5. Rule of thumb valuation:
This method involves using a general rule of thumb to arrive at a valuation based on a multiple of the company’s revenue or earnings.
For example, a business may be valued at two times its annual revenue or six times its annual earnings. It’s important to note that no single method is perfect, and the valuation of a private business often involves using a combination of methods to arrive at a fair market value. Additionally, the expertise of a professional business valuator may be necessary to ensure an accurate and comprehensive valuation.
After you come to an agreement and Sell.. Then what?
After selling your business, your major pain point will likely be how you might manage to generate a similar level of income that you did when you were operating your business. Here are some key steps to consider when planning for post-sale income generation:
1. Identify your post-sale income sources:
Start by identifying the sources of income that will be available to you after the sale. These may include investments, retirement accounts, rental income, or any other sources of passive income.
2. Set financial goals:
Determine your financial goals, including your desired income level, spending needs, and any long-term financial objectives.

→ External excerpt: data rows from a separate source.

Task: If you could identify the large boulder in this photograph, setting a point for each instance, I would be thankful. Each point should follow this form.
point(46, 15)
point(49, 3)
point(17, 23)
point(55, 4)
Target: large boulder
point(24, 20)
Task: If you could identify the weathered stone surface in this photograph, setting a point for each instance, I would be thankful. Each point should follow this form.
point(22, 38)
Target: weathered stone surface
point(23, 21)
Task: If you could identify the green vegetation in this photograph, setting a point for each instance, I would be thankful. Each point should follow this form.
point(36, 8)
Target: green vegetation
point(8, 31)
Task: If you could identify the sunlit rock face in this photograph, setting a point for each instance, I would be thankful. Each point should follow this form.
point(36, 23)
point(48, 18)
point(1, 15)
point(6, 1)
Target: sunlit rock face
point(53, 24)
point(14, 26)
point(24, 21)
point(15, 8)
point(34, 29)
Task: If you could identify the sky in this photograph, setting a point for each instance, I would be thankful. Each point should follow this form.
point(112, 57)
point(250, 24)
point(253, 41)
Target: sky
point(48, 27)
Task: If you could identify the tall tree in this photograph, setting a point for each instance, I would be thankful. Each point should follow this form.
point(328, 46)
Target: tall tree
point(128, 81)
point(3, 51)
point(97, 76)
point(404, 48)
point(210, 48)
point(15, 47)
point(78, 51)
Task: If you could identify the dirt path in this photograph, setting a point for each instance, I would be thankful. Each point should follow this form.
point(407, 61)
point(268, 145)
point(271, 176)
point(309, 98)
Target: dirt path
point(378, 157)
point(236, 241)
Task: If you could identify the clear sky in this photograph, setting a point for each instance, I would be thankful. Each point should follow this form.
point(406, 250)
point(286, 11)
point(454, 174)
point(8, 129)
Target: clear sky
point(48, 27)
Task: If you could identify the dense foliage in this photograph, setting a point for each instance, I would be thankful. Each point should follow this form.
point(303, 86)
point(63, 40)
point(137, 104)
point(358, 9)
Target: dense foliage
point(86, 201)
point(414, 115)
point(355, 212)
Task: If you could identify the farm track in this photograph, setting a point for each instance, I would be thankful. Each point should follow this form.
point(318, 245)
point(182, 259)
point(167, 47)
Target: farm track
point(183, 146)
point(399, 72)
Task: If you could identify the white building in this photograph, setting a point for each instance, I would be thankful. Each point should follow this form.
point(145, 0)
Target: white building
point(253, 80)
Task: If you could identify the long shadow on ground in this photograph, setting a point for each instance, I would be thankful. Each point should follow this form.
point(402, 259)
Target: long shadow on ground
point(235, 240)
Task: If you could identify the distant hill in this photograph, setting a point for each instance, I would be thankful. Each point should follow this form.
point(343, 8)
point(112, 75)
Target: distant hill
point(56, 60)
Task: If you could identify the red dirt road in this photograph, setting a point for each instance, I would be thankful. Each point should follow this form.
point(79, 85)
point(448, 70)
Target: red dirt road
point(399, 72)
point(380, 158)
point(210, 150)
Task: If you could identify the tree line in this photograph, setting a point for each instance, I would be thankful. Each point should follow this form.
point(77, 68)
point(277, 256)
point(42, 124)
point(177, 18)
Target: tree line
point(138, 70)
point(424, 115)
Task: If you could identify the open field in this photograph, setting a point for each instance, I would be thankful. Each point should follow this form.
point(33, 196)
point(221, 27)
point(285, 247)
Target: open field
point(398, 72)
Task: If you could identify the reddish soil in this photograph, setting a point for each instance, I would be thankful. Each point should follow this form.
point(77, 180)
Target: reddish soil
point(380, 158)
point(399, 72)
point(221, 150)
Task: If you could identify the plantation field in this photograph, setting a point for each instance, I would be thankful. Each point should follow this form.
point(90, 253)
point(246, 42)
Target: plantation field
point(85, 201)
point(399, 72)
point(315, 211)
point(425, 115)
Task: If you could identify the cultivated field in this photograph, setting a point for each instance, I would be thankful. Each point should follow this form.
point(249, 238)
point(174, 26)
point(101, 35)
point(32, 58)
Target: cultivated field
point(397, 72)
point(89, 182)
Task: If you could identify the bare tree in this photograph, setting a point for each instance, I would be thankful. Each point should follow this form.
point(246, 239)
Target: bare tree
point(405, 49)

This will help you create a plan that aligns with your goals and objectives.
3. Manage tax implications:
Work with a financial planner in tandem with an accountant to understand the tax implications of the sale and to develop strategies to minimize taxes on post-sale income.
4. Develop a diversified investment plan:
Consider developing a diversified investment plan that balances risk and return across different asset classes, such as stocks, bonds, and real estate.
5. Consider estate planning:
If you have significant assets, consider estate planning to ensure that your assets are distributed according to your wishes and that your heirs are protected.
6. Seek professional advice:
Finally, consider seeking professional advice from a financial planner and an accountant, or attorney to ensure that you have a comprehensive plan in place to manage your post-sale income effectively.